Boca roja como el desenlace de un tiroteo,

carbón friccionado hasta el colmo,

roja como la aguda sirena que va pregonando

el arribo de las epidemias.

Desenfrenada turba en la feria de las extinciones,

luce tal pasión bacteriana por probárselo todo:

pantalones de síndromes finos,

espasmódicas chompas adrede,

pañuelos con estampas virales,

bragas ateas, pendientes tiranos,

sandalias de inmunodeficiencia en camino.
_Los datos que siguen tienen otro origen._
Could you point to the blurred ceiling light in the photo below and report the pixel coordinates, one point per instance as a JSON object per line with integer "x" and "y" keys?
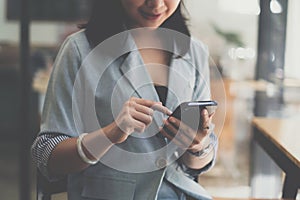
{"x": 275, "y": 7}
{"x": 250, "y": 7}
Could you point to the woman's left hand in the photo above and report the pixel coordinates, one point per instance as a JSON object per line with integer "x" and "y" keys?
{"x": 186, "y": 137}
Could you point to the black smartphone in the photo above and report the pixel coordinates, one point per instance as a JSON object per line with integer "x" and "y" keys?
{"x": 190, "y": 112}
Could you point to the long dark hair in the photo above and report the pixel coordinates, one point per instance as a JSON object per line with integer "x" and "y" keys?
{"x": 107, "y": 18}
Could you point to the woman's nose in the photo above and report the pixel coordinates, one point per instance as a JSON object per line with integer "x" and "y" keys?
{"x": 155, "y": 3}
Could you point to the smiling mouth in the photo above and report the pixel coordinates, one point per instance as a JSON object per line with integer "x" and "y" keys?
{"x": 151, "y": 16}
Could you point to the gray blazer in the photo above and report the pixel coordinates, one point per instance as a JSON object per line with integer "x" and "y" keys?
{"x": 87, "y": 90}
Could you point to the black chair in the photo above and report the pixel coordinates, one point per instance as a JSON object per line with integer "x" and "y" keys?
{"x": 46, "y": 189}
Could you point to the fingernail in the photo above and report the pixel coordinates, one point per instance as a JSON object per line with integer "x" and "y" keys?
{"x": 172, "y": 119}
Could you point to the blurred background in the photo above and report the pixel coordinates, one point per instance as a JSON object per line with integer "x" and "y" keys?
{"x": 253, "y": 44}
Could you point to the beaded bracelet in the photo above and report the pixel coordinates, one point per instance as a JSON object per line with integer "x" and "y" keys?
{"x": 81, "y": 152}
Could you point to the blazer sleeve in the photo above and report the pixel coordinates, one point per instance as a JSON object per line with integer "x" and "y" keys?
{"x": 200, "y": 55}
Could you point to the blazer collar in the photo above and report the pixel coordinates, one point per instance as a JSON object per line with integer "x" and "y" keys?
{"x": 180, "y": 71}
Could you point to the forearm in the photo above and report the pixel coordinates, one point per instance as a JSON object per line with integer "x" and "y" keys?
{"x": 195, "y": 162}
{"x": 65, "y": 159}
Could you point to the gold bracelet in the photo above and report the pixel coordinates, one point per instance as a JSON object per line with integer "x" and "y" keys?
{"x": 81, "y": 153}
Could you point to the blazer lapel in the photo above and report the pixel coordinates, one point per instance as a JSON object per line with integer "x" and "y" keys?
{"x": 133, "y": 69}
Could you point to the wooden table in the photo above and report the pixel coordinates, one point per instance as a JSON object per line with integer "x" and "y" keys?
{"x": 280, "y": 139}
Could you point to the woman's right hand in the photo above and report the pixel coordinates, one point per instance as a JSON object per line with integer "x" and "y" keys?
{"x": 135, "y": 116}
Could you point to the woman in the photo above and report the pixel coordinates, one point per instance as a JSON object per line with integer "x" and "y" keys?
{"x": 116, "y": 159}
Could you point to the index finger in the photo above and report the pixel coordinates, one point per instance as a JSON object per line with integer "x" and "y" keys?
{"x": 153, "y": 105}
{"x": 161, "y": 108}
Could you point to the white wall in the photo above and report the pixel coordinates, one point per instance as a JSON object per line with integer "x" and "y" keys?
{"x": 41, "y": 33}
{"x": 292, "y": 61}
{"x": 205, "y": 12}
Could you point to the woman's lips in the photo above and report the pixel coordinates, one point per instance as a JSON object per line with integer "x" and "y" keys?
{"x": 151, "y": 16}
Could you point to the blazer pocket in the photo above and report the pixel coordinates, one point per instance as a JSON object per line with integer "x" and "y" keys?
{"x": 108, "y": 188}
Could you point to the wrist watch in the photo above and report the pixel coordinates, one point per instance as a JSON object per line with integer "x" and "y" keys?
{"x": 203, "y": 152}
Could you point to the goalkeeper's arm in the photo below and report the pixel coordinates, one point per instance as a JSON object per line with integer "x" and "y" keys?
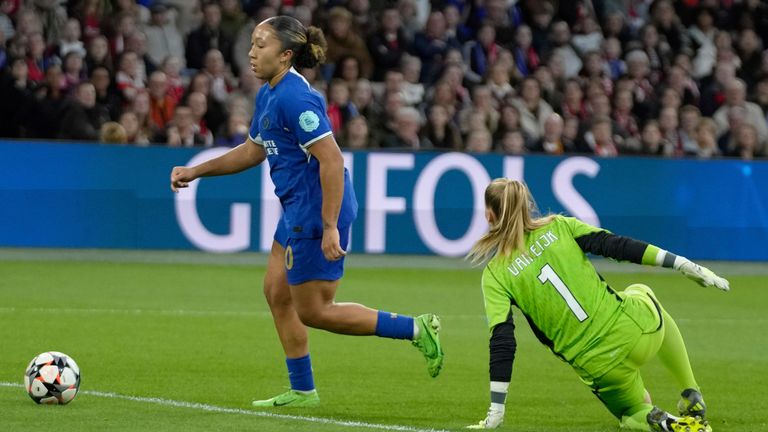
{"x": 622, "y": 248}
{"x": 502, "y": 348}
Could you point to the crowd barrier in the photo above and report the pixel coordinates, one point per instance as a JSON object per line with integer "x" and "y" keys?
{"x": 101, "y": 196}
Todo en rebaja, más que en oferta.

Es un capricho mamífero embelesarse ante trampas.

¡Cuánto y sencillo cebo de azufre!

Fueron tan presa, tan evidentes, tan reincidentes;

no supieron ser el vapor que no se envasa ni se secuestra,

el humo que jamás pasará por aduanas,

el pasadizo sanguíneo por donde se lograr escapar

a campo través y en un santiamén.

Por eso el regusto a sedimento o lineal decadencia;

por eso da pena comprobar los enchufes quemados,

las moscas en fuga,

las últimas llamadas perdidas.

No porque fuera un cortometraje se la vio poco.

La venganza es una actriz que ensaliva los paladares.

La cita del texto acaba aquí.